Little nephew Bert has arrived. I take the train to Birmingham to meet him and he sleeps for most of the day. He is tiny and precious, he fits in the crease of my elbow and I have to keep reminding myself he’s there. He has milk spots and puffy eyes, the most perfect little hands, which he clasps together like an old man. He looks like Ellie, pale with a shock of bright yellow hair. When she leaves the room I style it into a Mohican.

Mum pops round to water the tomatoes, which are finally growing strongly. She takes basil leaves for her lunch, marvels at the beginnings of peppers.

‘Are you feeding them?’ I ask.

‘Yes, I am feeding them and watering them and staking them and all the things you told me to do,’ she says. I think she’s enjoying the process, hard work though it has been for her. I think I will give her plants again next year.

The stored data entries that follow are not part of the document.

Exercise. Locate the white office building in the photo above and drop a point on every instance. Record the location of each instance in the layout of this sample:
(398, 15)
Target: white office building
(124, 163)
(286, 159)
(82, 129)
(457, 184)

The squash plants all died and the big bin of compost remains in the garden, unplanted. Stanley will not get his pumpkins; it was too soon for him and everyone else has a lot going on. I’ll try again in a few years. I’m there for just 24 hours but I manage to feed Bert, tickle Stanley, catch up with Ellie and Gareth. The morning before I leave I actually sit down and do the crossword with Mum and Pete. We are shockingly bad at it. I get the first clue wrong (I suggest ‘cache’ rather than ‘stash’), but Mum can’t spell, follow instructions or, it seems, read a complete sentence.

‘Darling, I’ve had a brain haemorrhage!’

‘This is abundantly clear.’

We laugh, a lot. We are lucky. We are very lucky.

The robins should fledge today. I don’t know what to expect – do they fledge in the morning? One by one or all together? The chicks are so big now I can see them poking out of the nest from the lawn.